I have found this to be true in France, Spain, Portugal, Italy, Germany, Switzerland in my experience.
James Swann, Ditton Wine Traders
January 11 10:14
In so many ways it is at the moment of drinking a wine that its score is at its least reliable. A grower from Priorat, a region only lately moving towards elegance, once told me that a good wine – ‘un bon vi’ – is one that can be finished over a meal between two people.
The wine world is beginning to respond to its experience that many wines that are spectacular to taste are not necessarily so to drink. How many ‘investment grade wines’ (that show so well two years prior bottling!) could be said to fulfill this?

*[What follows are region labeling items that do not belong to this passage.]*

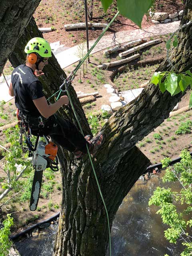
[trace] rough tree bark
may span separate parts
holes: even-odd
[[[2,0],[0,11],[0,76],[17,39],[22,35],[40,0]],[[13,28],[14,28],[13,29]]]
[[[87,8],[87,16],[90,20],[93,20],[93,2],[94,0],[90,0],[88,1],[88,3],[90,4],[90,6],[88,6]]]
[[[192,19],[192,0],[187,1],[182,23]],[[36,28],[33,27],[35,34],[37,33]],[[27,40],[25,36],[22,37],[25,45],[30,35],[33,36],[30,34],[31,30],[32,28],[28,29]],[[178,46],[171,51],[171,59],[180,72],[191,68],[192,38],[190,25],[181,30]],[[20,44],[18,45],[21,49]],[[12,63],[13,60],[19,58],[18,55],[10,56]],[[20,58],[23,62],[23,56]],[[54,57],[50,64],[50,67],[45,69],[46,74],[42,81],[47,96],[58,90],[65,76]],[[170,69],[165,60],[158,70]],[[88,133],[90,130],[75,92],[72,86],[69,90],[83,129],[85,133]],[[123,198],[149,164],[148,160],[134,146],[135,144],[168,117],[182,96],[180,93],[171,97],[167,92],[163,94],[158,87],[151,84],[134,101],[113,114],[102,127],[106,140],[93,160],[111,227]],[[61,114],[74,120],[71,111]],[[89,160],[87,156],[81,160],[74,159],[71,154],[61,148],[58,156],[63,199],[54,255],[104,256],[108,240],[106,215]]]

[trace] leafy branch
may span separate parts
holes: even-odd
[[[181,256],[189,256],[192,254],[192,237],[187,229],[192,226],[192,159],[186,150],[181,152],[180,156],[180,162],[175,164],[173,168],[169,166],[170,160],[168,158],[162,161],[163,167],[167,167],[162,178],[163,182],[179,182],[182,186],[180,192],[158,187],[151,197],[149,205],[160,207],[157,213],[161,215],[163,223],[170,227],[164,231],[165,237],[174,244],[178,240],[182,240],[182,244],[186,248]],[[179,203],[183,206],[183,212],[177,209]]]

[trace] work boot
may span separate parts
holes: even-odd
[[[90,144],[90,147],[89,146],[89,148],[90,148],[90,149],[92,147],[92,146],[91,145],[91,144],[90,143],[90,141],[92,138],[92,136],[91,135],[86,135],[86,136],[85,136],[85,139],[87,141],[88,141],[89,142],[89,143]],[[76,148],[75,149],[74,151],[73,152],[73,153],[74,154],[74,155],[77,158],[80,158],[81,156],[82,156],[83,154],[83,152],[82,152],[82,151],[80,151],[79,149],[78,149],[78,148]]]
[[[94,155],[98,151],[99,148],[103,144],[105,140],[105,135],[102,132],[99,133],[90,140],[90,147],[89,148],[89,152]]]

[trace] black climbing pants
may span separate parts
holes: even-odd
[[[36,119],[37,123],[32,122],[30,118],[28,121],[32,134],[36,136],[40,132],[38,118]],[[55,114],[44,118],[43,121],[44,127],[41,129],[40,134],[50,135],[56,144],[69,151],[72,152],[77,148],[84,153],[87,152],[86,145],[89,144],[72,123]]]

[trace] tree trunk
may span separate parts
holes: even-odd
[[[192,19],[192,0],[187,1],[183,23]],[[21,38],[20,42],[18,42],[20,49],[24,49],[27,41],[35,34],[41,34],[38,35],[40,32],[34,24],[34,20],[32,20],[22,40]],[[170,58],[180,72],[191,67],[192,31],[191,25],[182,29],[178,36],[178,46],[171,51]],[[24,54],[22,53],[22,57],[21,54],[16,51],[14,55],[12,54],[10,56],[12,63],[15,64],[14,66],[23,62]],[[45,68],[46,74],[42,79],[47,97],[58,90],[65,77],[54,56],[49,62],[50,65]],[[170,69],[165,60],[159,70]],[[69,90],[83,128],[85,133],[89,133],[87,122],[75,92],[71,86]],[[114,113],[102,128],[106,135],[106,141],[93,161],[111,227],[123,198],[149,164],[148,160],[134,146],[135,144],[168,116],[182,96],[180,93],[171,97],[167,92],[163,94],[158,86],[150,84],[134,101]],[[66,114],[63,111],[60,112],[74,120],[70,110]],[[72,154],[60,147],[58,156],[63,198],[54,255],[104,256],[108,241],[106,214],[89,160],[86,155],[82,159],[75,159]]]
[[[0,76],[18,39],[40,0],[2,0],[0,11]]]
[[[192,0],[187,1],[182,24],[192,19]],[[170,58],[179,72],[191,68],[192,38],[191,24],[181,29],[178,46],[170,51]],[[166,60],[158,70],[170,70]],[[133,147],[168,116],[182,96],[180,93],[172,97],[167,92],[163,94],[158,86],[150,84],[102,128],[107,138],[94,164],[111,226],[123,198],[144,171],[146,160]],[[62,172],[65,194],[54,256],[106,254],[108,241],[106,215],[89,160],[86,158],[74,160],[72,165],[68,162]]]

Not that this is an argument against use of wine for investment; Swiss banks have done so for a long time prior to the advent of wine-searcher or Liv-ex. Moreover, perhaps it could be argued that there is no more ‘ethical’ an investment than the product of a winegrower.

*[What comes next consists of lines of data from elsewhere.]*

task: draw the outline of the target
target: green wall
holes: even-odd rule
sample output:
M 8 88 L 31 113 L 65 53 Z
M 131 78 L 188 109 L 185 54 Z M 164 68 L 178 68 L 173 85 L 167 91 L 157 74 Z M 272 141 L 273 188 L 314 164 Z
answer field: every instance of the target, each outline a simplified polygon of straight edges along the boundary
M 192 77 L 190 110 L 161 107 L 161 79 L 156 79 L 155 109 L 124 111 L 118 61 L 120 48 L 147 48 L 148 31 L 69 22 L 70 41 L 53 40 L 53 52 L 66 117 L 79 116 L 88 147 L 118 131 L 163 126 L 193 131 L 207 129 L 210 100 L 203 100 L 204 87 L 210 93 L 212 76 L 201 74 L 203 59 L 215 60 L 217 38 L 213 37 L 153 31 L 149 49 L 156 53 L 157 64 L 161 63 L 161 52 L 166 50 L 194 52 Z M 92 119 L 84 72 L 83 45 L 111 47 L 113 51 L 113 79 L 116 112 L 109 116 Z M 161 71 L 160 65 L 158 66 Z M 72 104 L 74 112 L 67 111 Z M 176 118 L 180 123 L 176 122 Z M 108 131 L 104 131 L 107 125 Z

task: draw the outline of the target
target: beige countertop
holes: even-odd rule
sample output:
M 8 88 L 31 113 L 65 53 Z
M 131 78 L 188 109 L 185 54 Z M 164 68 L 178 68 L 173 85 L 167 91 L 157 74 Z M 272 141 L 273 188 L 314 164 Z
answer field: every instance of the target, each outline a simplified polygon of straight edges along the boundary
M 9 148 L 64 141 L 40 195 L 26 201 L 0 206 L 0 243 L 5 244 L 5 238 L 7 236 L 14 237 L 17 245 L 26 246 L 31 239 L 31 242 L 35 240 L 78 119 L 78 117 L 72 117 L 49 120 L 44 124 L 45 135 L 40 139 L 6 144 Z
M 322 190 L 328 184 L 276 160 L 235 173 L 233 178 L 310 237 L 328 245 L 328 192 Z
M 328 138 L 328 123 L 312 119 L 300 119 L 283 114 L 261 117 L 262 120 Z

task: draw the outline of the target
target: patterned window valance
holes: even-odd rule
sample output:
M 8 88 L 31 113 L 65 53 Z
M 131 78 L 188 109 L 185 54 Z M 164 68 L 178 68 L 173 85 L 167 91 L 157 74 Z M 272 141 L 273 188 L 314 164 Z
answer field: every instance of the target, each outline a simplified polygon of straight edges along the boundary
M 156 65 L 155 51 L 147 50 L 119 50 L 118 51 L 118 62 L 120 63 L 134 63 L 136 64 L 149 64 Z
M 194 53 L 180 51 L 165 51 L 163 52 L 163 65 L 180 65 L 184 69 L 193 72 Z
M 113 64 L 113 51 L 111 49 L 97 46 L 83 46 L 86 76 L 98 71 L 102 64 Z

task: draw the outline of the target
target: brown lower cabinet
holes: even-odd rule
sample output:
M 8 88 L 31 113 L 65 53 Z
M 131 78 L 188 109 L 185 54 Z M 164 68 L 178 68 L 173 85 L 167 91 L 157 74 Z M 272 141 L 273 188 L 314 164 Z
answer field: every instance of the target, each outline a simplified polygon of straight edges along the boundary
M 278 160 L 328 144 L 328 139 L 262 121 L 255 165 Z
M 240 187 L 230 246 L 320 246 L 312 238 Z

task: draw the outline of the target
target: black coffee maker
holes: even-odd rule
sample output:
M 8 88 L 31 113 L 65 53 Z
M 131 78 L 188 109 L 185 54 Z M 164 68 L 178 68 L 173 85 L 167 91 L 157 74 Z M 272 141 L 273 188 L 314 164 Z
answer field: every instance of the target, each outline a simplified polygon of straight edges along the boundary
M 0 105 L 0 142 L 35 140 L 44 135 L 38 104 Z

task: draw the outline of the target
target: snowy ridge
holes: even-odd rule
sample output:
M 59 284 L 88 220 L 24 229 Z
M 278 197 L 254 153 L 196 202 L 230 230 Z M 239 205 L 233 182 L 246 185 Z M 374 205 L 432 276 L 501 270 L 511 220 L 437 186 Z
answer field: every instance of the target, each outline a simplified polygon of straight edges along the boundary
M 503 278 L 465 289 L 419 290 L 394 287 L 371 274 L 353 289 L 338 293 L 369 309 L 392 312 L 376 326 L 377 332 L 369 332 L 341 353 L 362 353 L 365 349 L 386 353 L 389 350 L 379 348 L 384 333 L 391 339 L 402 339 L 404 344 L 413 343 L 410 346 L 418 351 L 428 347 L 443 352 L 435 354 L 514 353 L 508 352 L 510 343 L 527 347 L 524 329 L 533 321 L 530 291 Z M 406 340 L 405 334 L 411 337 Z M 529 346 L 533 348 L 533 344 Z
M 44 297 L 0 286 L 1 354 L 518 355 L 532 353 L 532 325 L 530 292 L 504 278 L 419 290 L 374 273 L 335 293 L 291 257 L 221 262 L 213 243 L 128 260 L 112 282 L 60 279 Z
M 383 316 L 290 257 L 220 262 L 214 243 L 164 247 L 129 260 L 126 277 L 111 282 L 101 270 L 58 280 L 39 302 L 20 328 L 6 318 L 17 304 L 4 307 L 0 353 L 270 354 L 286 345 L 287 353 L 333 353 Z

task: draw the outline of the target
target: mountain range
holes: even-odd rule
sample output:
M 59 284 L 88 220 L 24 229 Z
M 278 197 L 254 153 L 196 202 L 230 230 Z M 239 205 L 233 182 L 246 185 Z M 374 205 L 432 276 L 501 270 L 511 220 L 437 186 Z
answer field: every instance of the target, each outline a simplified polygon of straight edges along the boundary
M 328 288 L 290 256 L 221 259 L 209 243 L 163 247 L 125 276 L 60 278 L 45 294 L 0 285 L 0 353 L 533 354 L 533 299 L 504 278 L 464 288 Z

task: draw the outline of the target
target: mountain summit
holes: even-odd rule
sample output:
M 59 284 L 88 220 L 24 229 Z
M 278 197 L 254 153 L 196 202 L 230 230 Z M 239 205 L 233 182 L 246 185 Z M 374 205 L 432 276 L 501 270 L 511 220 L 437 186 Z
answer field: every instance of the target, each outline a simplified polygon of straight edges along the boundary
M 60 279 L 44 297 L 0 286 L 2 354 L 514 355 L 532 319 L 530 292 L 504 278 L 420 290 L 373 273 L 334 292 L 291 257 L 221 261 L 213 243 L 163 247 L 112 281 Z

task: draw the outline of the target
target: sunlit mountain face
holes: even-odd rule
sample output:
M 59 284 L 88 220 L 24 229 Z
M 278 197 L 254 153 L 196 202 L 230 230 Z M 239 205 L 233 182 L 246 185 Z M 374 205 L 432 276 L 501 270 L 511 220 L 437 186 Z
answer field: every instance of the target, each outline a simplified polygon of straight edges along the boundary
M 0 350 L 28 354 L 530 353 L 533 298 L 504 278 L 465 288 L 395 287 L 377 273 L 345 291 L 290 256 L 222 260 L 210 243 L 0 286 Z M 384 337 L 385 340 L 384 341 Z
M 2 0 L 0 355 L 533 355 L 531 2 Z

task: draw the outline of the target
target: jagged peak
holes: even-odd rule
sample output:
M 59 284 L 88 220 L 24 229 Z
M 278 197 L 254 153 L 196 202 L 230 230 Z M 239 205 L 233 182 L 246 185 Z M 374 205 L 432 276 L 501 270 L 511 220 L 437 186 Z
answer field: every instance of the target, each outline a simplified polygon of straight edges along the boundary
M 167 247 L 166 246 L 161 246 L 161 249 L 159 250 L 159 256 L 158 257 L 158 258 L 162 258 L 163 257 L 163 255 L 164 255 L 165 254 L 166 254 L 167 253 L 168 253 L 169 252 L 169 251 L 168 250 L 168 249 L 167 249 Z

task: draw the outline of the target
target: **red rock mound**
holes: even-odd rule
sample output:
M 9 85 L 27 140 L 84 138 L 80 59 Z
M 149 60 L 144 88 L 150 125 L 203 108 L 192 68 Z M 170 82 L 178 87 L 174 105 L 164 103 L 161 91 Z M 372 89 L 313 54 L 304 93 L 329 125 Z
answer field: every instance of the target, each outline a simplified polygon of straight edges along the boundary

However, if our interest is in wine as an aesthetic and social object and repository of meaning, in that it can transmit place, history and human intervention, then there must surely be no better measure than that observed by the Priorat grower above.
Hunter
January 11 00:51
Fashionable as may be today to make a religion of gluttony (when ascribing notions of merit), the foundations on which any culture has made an historical priority the production of quality wine has been (oh so unfashionably ) its appetite for religion.
After that perhaps comes an appetite for liberty and free trade...
The wines of the Medoc, and Burgundy flourished thanks to those clients who (according to this piece) were part of a "ghastly legacy of British culinary insouciance".
Indeed, they (the ghastly ones) courteously blended, bottled, sold, consumed, promoted, and wrote about such wines for most of their history. How kind...
It would seem, in part, such advancements in wine depended on such, “ghastly legacies”.
By the same reasoning, one might deduce (if oblivious that France was McDonalds largest market, and of other greater and deeper horrors ) that the solvency and success of such European states rested conditional on their degree of fast food consumption.
Perhaps the only fair take on Andrew Jefford’s reasoned argument above is: the production of quality fine wine (red?) in any nation rests on its consumption of beef.
A toast to the ghastly ones perhaps; those historic encouragers and purchasers of the great wines of Germany, Portugal, France, and more recently the rest of the world. May they continue to be ghastly, vibrant, curious, free, and solvent.